Palestinians in Deir al-Balah are scheduled to vote this weekend in municipal elections that will include lists with candidates seen by residents and analysts as pro-Hamas, offering one of the few direct measures of the militant group’s current popularity inside Gaza.
The vote is part of a Palestinian Authority (PA) round of municipal elections and is being cast by Palestinians as a collective answer to a U.S. initiative for Gaza that many here view as designed to formalize a separation from the occupied West Bank. It is Gaza’s first polling of any kind since 2006, when Hamas won the PA’s legislative ballot and later seized control of Gaza following a brief civil conflict with the Fatah movement that dominates the West Bank.
Authorities are holding the voting in Deir al-Balah in part because the city suffered less destruction than much of the rest of the territory, officials said. The Central Elections Commission said the contest will be run across 12 polling centres, some located in open fields and others in tents. Roughly 70,000 Palestinians in the city are eligible to vote.
Four lists are competing in the municipal contest. One slate includes several figures whom both local residents and political analysts consider to be aligned with Hamas. The militant group has not formally presented a list nor issued an endorsement, citing differences with PA President Mahmoud Abbas over a presidential decree that requires candidates to accept conditions including recognition of Israel.
Other Palestinian factions have opted to boycott the elections. That absence is expected to shape results across the West Bank, where Fatah is widely anticipated to win a significant share of larger municipal councils. Nonetheless, some analysts argue that Hamas could still be using Deir al-Balah as an opportunity to test its electoral strength through sympathetic candidates despite its stated non-participation.
Hani Al-Masri, a West Bank political analyst, said Hamas "may be betting on winning in this election" and could use the performance of pro-Hamas lists as a yardstick of popular support. A Hamas spokesperson has said the group will respect the results, and internal sources have indicated that Hamas plans to deploy police and other security personnel to protect polling locations.
For many residents, the ballot represents a long-awaited chance to take part in civic life after more than two years of war and upheaval. Adham Al-Bardini, 34, said the vote will give him a feeling he has not had in two decades, noting that although he grew up hearing about elections, circumstances had prevented them from occurring. "We are eager to take part so we can change the reality imposed on us," he said.
Deir al-Balah’s streets are lined with large banners displaying rival candidate list logos in the lead-up to the vote. Young men and older residents alike have described the elections as a step toward rebuilding daily life after the Hamas-led attacks of October 7, 2023 and the extended Israeli military campaign that followed.
For 25-year-old Abdul-Rahman Al-Shaaf, even a local ballot is an opening to start restoring normalcy. "Everyone wants to improve the country, especially after two years of war, what we witnessed, and the destruction," he said.

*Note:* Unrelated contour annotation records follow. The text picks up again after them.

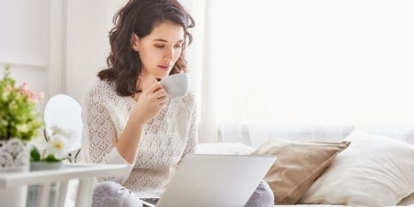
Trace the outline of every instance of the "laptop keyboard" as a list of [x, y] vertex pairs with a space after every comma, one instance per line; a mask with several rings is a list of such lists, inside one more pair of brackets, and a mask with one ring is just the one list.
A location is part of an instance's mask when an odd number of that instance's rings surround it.
[[151, 204], [155, 205], [157, 204], [157, 202], [158, 202], [159, 198], [141, 198], [141, 199], [146, 202], [148, 202]]

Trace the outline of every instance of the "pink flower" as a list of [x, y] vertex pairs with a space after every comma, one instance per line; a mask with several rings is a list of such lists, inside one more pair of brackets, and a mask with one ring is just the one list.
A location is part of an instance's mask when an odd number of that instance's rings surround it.
[[28, 97], [29, 99], [34, 101], [34, 102], [37, 102], [38, 100], [41, 100], [45, 97], [44, 91], [42, 91], [38, 94], [34, 93], [28, 88], [28, 83], [26, 82], [23, 83], [21, 86], [20, 86], [19, 88], [19, 90], [22, 95]]

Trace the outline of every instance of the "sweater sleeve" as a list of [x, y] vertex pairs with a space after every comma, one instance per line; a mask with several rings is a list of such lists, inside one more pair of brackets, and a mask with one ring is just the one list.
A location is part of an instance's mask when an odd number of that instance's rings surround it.
[[[101, 88], [100, 88], [101, 90]], [[110, 115], [102, 103], [105, 97], [91, 91], [85, 99], [83, 107], [83, 153], [88, 163], [128, 164], [128, 172], [121, 176], [98, 177], [98, 181], [110, 181], [123, 184], [132, 170], [133, 165], [126, 161], [115, 148], [117, 130]]]
[[197, 108], [195, 106], [193, 108], [193, 112], [190, 117], [190, 130], [187, 137], [187, 144], [184, 148], [184, 152], [181, 156], [181, 159], [188, 154], [193, 154], [197, 152], [197, 147], [198, 144], [198, 130], [197, 127]]

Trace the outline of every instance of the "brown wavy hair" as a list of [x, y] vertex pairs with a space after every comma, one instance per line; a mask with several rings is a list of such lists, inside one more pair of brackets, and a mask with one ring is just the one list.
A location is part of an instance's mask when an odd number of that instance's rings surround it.
[[[194, 20], [176, 0], [130, 0], [115, 14], [112, 21], [115, 26], [109, 32], [110, 54], [106, 59], [108, 68], [101, 70], [98, 77], [101, 80], [115, 82], [117, 93], [122, 97], [141, 92], [137, 88], [141, 62], [138, 52], [132, 48], [132, 34], [144, 37], [151, 33], [157, 24], [170, 21], [183, 27], [184, 39], [186, 41], [188, 38], [188, 45], [193, 41], [188, 28], [194, 27]], [[187, 72], [186, 43], [183, 44], [181, 54], [170, 75]]]

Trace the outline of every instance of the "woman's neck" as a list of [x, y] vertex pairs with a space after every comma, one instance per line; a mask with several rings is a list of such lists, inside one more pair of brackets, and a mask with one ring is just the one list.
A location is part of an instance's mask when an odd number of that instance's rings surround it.
[[137, 88], [140, 89], [141, 91], [145, 90], [156, 81], [157, 79], [154, 76], [143, 70], [141, 74], [138, 77]]

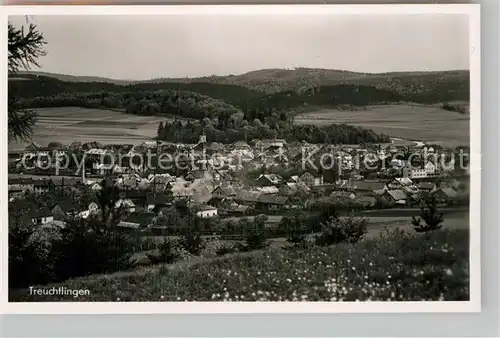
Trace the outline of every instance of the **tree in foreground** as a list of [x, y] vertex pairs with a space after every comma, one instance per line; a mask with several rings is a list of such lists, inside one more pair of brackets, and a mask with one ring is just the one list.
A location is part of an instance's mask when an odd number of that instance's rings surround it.
[[[44, 45], [46, 41], [34, 24], [30, 24], [28, 31], [24, 27], [18, 29], [9, 22], [8, 25], [8, 71], [9, 75], [19, 70], [31, 70], [39, 67], [38, 59], [46, 55]], [[11, 86], [9, 85], [9, 88]], [[18, 106], [13, 90], [9, 90], [8, 98], [8, 134], [9, 141], [28, 140], [33, 132], [37, 114], [32, 109], [22, 109]]]
[[436, 197], [429, 196], [422, 202], [420, 217], [413, 216], [411, 223], [416, 232], [429, 232], [441, 229], [443, 221], [444, 214], [437, 208]]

The municipal vote comes amid international debate over Gaza’s future. A U.S.-backed initiative known as the Board of Peace envisions reconstructing Gaza under the stewardship of an apolitical committee of Palestinian technocrats. That plan calls for Hamas to surrender governance of the Strip to the committee, lay down its weapons, and allow Israeli forces to withdraw.
Hamas has rejected demands for disarmament to date, accusing Israel of failing to adhere to the terms of an October 2025 ceasefire. In that ceasefire process, Israeli forces withdrew from stretches of Gaza’s coast, where Hamas reasserted control of Deir al-Balah and other coastal localities; Israel continues to exercise control over more than 53% of the Strip.
Some public opinion data suggests that Hamas retains significant support in both Gaza and the West Bank despite the toll of the conflict. An October 2025 survey by the Palestinian Center for Policy and Survey Research found that 41% of Palestinians in Gaza backed Hamas, compared with 29% who supported Fatah.
Palestinian political analyst Reham Owda described the municipal vote as "a symbolic step to send a message to the world, to the Board of Peace, and to Israel that the Gaza Strip is an inseparable part of the Palestinian political system." The PA had announced in January that municipal elections in the West Bank would be extended to Gaza "wherever possible," a move observers interpret as intended to signal that Gaza remains part of a future Palestinian state.
As the polls open, uncertainties remain. Some factions’ boycotts and the presence of candidates with differing allegiances create an unpredictable local political landscape. Observers will watch whether the ballot functions as a genuine barometer of public sentiment in Gaza or primarily as a symbolic assertion of unity against proposals that many here view as marginalizing Gaza from the West Bank.
Voters and analysts alike said the immediate hopes attached to the election are practical as well as political: a chance to elect local leadership that can help steer reconstruction, manage municipal services, and represent community interests during a period of intense external negotiating and internal strain.